I need help thinking through my approach to Gibbs Sampling of many parameters and I'd like to know if there is literature on this topic:
I have a dataset with 3 dimensions: state
, year
, code
. With the terms and interaction terms, there are $$50 + 5 + 5 + 50*5 + 5*5 + 50*5*5 = 1,585$$ parameters that I need to estimate. I am using Gibbs Sampling (JAGS via R) to fit a model to the data. I am running 3 chains (each on a separate processor). With 1,585 parameters to estimate, JAGS takes about 12 hours to run.
Now, I want to swap the code
dimension for another dimension: type
. (Note that type
and code
are separate fields and type
is not a refinement of code
.) I am also removing the state
dimension. This results in $$5 + 750 + 5*750 = 4,505$$ parameters to estimate.
From testing, it appears that each added parameter takes exponentially more time to fit. So this model cannot complete within a week.
I have access to several servers (about 100 cores in total), so I want to take advantage of that. The idea: instead of doing 1 run of Gibbs Sampling with all parameters, do $n$ runs of Gibbs Sampling in parallel on subsets of parameters.
Process:
- Perform stratified sampling to select a subset of values from
type
(sample 100 values, instead of all 750 at once). - All unselected data is aggregated to create an 'all other' bucket. I am doing this so that the population means across all runs are similar.
- Run the model 200 times (each time estimating 605 parameters which were selected prior to the run).

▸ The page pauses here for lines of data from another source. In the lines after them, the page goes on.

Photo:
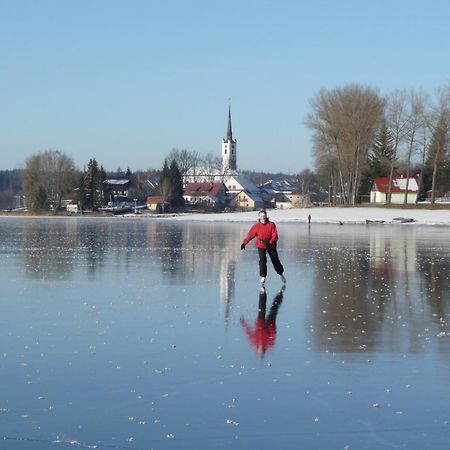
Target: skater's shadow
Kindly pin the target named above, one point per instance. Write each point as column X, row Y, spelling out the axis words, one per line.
column 262, row 335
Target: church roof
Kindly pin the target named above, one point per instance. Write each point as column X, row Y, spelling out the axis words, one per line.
column 229, row 131
column 241, row 182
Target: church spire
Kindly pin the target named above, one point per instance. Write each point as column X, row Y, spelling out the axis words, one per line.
column 229, row 132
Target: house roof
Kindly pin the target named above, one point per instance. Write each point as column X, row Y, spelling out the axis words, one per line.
column 154, row 200
column 381, row 184
column 116, row 182
column 203, row 189
column 252, row 195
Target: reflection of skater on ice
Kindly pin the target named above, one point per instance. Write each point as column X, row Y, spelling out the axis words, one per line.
column 266, row 235
column 262, row 335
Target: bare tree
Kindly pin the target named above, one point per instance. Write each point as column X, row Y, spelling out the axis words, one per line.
column 396, row 120
column 211, row 164
column 187, row 161
column 440, row 138
column 49, row 174
column 416, row 120
column 344, row 122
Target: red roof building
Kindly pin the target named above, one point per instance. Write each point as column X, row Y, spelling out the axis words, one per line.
column 399, row 188
column 206, row 193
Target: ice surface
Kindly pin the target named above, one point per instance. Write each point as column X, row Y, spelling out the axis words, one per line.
column 120, row 333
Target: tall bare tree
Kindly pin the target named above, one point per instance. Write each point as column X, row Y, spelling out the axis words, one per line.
column 188, row 161
column 397, row 121
column 440, row 138
column 50, row 175
column 417, row 101
column 344, row 122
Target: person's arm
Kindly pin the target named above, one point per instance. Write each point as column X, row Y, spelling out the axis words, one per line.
column 251, row 234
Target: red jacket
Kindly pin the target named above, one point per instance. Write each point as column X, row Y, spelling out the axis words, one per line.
column 263, row 232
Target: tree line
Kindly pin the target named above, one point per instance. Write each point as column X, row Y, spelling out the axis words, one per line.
column 359, row 135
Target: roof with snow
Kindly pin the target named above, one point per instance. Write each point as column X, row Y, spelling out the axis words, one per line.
column 242, row 183
column 381, row 184
column 203, row 189
column 116, row 182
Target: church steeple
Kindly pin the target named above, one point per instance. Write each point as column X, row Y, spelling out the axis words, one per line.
column 229, row 132
column 229, row 148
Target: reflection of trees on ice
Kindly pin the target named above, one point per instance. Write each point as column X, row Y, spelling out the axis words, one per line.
column 227, row 282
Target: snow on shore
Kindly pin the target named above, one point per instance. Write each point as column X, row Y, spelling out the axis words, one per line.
column 329, row 215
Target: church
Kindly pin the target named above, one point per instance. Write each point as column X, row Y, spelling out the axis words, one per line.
column 221, row 183
column 221, row 169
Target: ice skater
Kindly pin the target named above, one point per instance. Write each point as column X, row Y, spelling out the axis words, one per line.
column 266, row 235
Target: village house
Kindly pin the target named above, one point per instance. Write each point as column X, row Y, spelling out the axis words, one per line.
column 380, row 190
column 245, row 200
column 155, row 203
column 207, row 194
column 115, row 190
column 243, row 194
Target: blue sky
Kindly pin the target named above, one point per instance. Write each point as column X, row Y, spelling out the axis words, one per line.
column 127, row 81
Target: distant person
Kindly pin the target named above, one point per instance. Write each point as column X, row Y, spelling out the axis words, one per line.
column 262, row 334
column 266, row 235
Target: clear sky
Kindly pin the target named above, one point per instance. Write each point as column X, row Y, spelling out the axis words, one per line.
column 127, row 81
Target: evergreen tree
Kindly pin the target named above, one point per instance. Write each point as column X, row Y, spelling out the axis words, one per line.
column 40, row 202
column 165, row 185
column 176, row 181
column 381, row 153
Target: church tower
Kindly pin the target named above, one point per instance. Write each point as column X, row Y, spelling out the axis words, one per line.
column 229, row 149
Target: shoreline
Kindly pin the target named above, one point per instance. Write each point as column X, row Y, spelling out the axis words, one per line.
column 323, row 215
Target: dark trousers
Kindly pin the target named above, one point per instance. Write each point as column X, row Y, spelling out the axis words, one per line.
column 272, row 251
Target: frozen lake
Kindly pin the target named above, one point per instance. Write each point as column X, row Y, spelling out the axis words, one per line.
column 143, row 334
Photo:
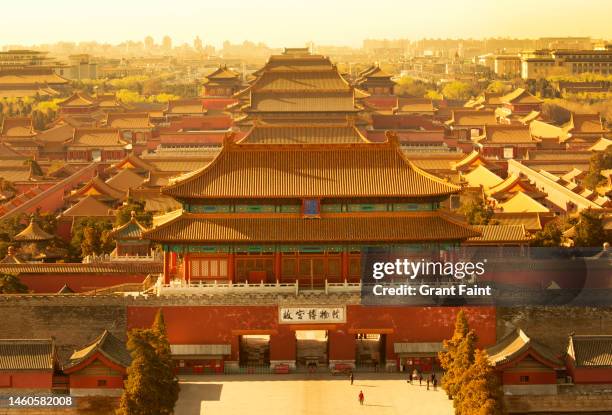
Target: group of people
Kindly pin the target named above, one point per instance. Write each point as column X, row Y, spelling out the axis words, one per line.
column 416, row 375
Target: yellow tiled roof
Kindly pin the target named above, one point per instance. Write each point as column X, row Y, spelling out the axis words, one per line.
column 601, row 145
column 97, row 137
column 88, row 206
column 520, row 96
column 32, row 232
column 498, row 234
column 520, row 202
column 330, row 170
column 303, row 134
column 299, row 102
column 481, row 176
column 507, row 134
column 329, row 228
column 128, row 120
column 473, row 118
column 16, row 127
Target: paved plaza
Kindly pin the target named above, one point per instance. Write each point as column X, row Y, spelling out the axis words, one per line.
column 385, row 394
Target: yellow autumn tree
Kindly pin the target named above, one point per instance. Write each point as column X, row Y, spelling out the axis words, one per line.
column 480, row 391
column 457, row 355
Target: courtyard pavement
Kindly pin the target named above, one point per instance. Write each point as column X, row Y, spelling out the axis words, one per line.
column 301, row 394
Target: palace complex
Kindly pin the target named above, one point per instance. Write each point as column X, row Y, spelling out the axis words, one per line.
column 258, row 203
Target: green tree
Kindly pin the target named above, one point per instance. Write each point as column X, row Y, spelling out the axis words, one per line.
column 410, row 87
column 589, row 230
column 457, row 90
column 10, row 284
column 497, row 87
column 480, row 392
column 168, row 378
column 550, row 236
column 91, row 236
column 124, row 213
column 476, row 211
column 600, row 161
column 457, row 355
column 145, row 390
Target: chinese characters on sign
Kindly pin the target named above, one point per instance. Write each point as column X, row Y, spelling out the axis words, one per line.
column 288, row 315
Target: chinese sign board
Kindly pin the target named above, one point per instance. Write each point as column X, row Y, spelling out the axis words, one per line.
column 313, row 315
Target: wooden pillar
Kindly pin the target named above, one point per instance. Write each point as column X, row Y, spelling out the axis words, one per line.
column 166, row 267
column 345, row 266
column 230, row 267
column 278, row 265
column 187, row 267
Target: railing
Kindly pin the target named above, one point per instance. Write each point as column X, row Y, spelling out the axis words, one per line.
column 180, row 287
column 342, row 287
column 105, row 258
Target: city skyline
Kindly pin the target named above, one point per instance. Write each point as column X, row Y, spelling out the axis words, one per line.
column 294, row 23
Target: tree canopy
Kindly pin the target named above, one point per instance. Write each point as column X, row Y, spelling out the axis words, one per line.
column 151, row 387
column 480, row 392
column 589, row 230
column 91, row 236
column 457, row 90
column 476, row 211
column 457, row 355
column 10, row 284
column 124, row 213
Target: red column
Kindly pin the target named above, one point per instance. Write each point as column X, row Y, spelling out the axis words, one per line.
column 186, row 267
column 277, row 265
column 345, row 266
column 341, row 345
column 166, row 267
column 230, row 267
column 283, row 345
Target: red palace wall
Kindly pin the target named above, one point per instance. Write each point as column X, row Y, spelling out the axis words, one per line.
column 26, row 380
column 535, row 378
column 223, row 324
column 52, row 283
column 83, row 381
column 595, row 375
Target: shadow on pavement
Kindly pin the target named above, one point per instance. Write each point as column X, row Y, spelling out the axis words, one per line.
column 193, row 394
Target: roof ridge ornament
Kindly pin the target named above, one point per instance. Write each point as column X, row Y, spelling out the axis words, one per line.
column 392, row 138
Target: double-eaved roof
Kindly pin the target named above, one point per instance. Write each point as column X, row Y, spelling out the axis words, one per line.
column 590, row 350
column 303, row 134
column 518, row 345
column 299, row 83
column 313, row 171
column 106, row 345
column 329, row 228
column 27, row 354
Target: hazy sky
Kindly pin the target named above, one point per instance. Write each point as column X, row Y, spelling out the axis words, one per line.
column 292, row 22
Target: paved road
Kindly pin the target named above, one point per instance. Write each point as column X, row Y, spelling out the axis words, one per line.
column 303, row 395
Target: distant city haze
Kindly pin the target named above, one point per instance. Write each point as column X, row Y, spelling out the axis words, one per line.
column 294, row 23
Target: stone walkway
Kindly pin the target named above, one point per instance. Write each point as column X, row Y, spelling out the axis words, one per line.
column 385, row 394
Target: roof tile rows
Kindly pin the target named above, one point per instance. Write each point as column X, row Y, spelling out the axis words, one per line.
column 351, row 170
column 31, row 354
column 423, row 226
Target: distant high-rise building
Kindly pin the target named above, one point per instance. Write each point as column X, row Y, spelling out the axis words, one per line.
column 149, row 42
column 167, row 43
column 197, row 43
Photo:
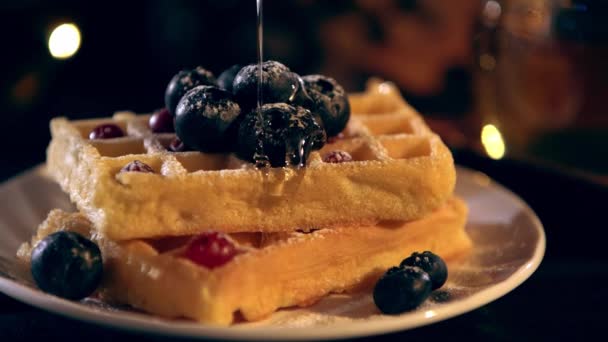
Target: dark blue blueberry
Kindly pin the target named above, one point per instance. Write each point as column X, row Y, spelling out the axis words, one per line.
column 279, row 84
column 204, row 119
column 106, row 131
column 288, row 134
column 403, row 289
column 431, row 264
column 67, row 265
column 161, row 122
column 184, row 81
column 226, row 78
column 329, row 101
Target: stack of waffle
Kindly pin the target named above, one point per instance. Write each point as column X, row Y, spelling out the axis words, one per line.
column 303, row 232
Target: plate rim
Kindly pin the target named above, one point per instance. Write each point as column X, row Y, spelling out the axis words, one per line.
column 153, row 325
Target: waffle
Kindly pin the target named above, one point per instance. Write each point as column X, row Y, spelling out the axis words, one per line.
column 401, row 170
column 275, row 270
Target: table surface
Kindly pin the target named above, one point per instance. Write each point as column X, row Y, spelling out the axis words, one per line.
column 565, row 299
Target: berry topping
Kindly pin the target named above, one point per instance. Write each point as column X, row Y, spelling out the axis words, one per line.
column 137, row 166
column 226, row 78
column 204, row 117
column 402, row 289
column 337, row 157
column 279, row 84
column 210, row 250
column 67, row 265
column 161, row 122
column 287, row 135
column 106, row 131
column 177, row 145
column 184, row 81
column 330, row 102
column 431, row 264
column 331, row 140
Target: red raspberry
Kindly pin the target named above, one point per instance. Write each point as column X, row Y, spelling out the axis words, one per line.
column 177, row 146
column 137, row 166
column 210, row 250
column 337, row 157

- At the end, average the estimates that were generated in the runs of Gibbs Sampling (so that there is only 1 estimate per parameter).
This makes me think of Random Forests in modeling decision trees (where you sample from the dataset, run the model on a subset of data and average the results), but that is in the context of empirical models. Does similar logic work for Bayesian hierarchical models? Do you see a flaw in this approach? And is there literature on this topic? Thanks!